Gerard Stilliard discusses the significance of Workers' Memorial Day
Gerard Stilliard is the head of personal injury strategy at Thompsons Solicitors. Gerard has over 20 years’ experience as a personal injury specialist. He uses that experience to work closely with trade unions and industry groups and to represent workers injured by employers who fail to provide adequate workplace protections.
Why is Workers’ Memorial Day important?
Around the world, Workers' Memorial Day is commemorated on April 28. It is an international day of remembrance and action for workers killed, disabled, injured or made unwell at work. Each year we “Remember the dead – Fight for the living.”
The Day provides an opportunity to highlight how preventable most workplace injuries and ill health really are, to promote campaigns such as our Focus on Safety At Work campaign and to emphasise the importance of union organisation in the fight for effective workplace health and safety.
How does Thompsons differ in reinforcing the importance of health, safety and equal rights for all workers in the UK compared to other legal firms?

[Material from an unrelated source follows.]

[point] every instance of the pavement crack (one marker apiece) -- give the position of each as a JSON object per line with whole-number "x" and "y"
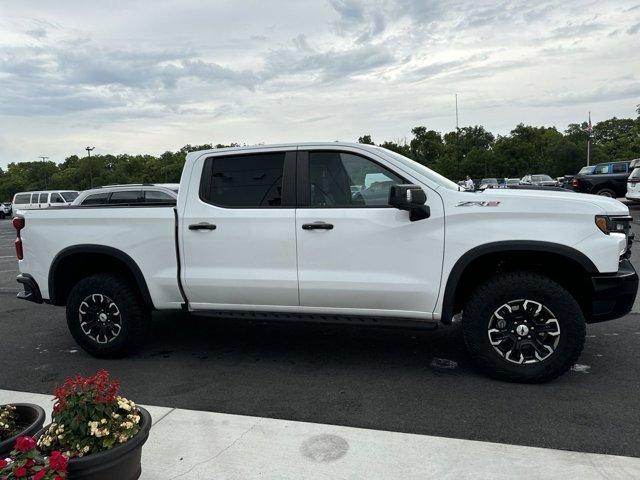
{"x": 212, "y": 458}
{"x": 162, "y": 417}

Since 1921, Thompsons Solicitors has proudly campaigned, alongside trade unions, for improved health and safety in the workplace. Acting only for injured workers and never for employers or insurers, throughout our history the firm has won many of the key cases in health and safety and industrial injury law and played a central role in legislative change, for example in the creation of the Health and Safety at Work Act 1974. Every year we act for thousands of workers injured by health and safety failures.
We actively and fearlessly represent workers and campaign for the best possible results for our clients in the workplace.
What are the implications of poor health and safety protections in the workplace?
Through our extensive work with victims of accidents at work and their families, we have seen the devastating consequences of inadequate workplace protections. We established the right to bring asbestos disease claims in 1972 and have been involved in every insurance challenge on the issue since then. Over the years, we have acted for tens of thousands of workers and their families exposed in industries such as plumbing, carpentry and construction. More recently, cases have emerged due to exposure at work for caretakers, teachers and those working on the railway.
Not every injury sustained is life changing or serious, but even minor injuries can be unpleasant for the individual and can be prevented if attention is given to basic health and safety standards by employers. Health and safety is not an unnecessary burden. We often see accidents which could have been easily avoided, had the employer taken the time out to put in the appropriate measures required.
Having a trade union health and safety representative within an organisation is an effective way to hold the employer to account. The safety rep is a visible advocate for employees and a clear sign that employers’ safety standards will be scrutinised.
It should be an easy decision for employers to take the right choices on health and safety: When one takes into account the costs of compensation and of an employee’s time off work in recovery, bosses should not need to think twice. Not only is it a legal requirement, it makes clear financial sense too. There can be no excuses.
So, as we approach Workers’ Memorial Day, we will continue to fight for all workers’ rights and seek to raise awareness of the importance of workplace safety.
What do you think the implications of Brexit could be for workers’ rights under this government?
The concern we have is that as Britain leaves the EU it leaves the protection of EU law. The real danger is that the hardline Brexiteers in the Tory party view Brexit as an opportunity to start a race to the bottom to shore up profits for UK industry, which could have an awful impact on health and safety at work.
We have already seen the direction the Tories and their erstwhile allies in the LibDems want to take when they took away civil liability for breaches of health and safety regulations in their Enterprise and Regulatory Reform Act 2013 (ERRA by name, error by nature) and in the current government’s proposals to take away legal representation in claims of lower financial value. It is clear that the right wing have, for instance, the Working Time Directive firmly in their sights. They don’t want bosses to have any limit on the maximum number of hours they can demand from a worker, no matter the impact on safety.
In the face of these dangers, Workers’ Memorial Day is a chance to remind everyone, first, of the struggle we have had over the last century to ensure our workplaces are vastly safer than they were in Victorian times and, second, of the need for constant vigilance.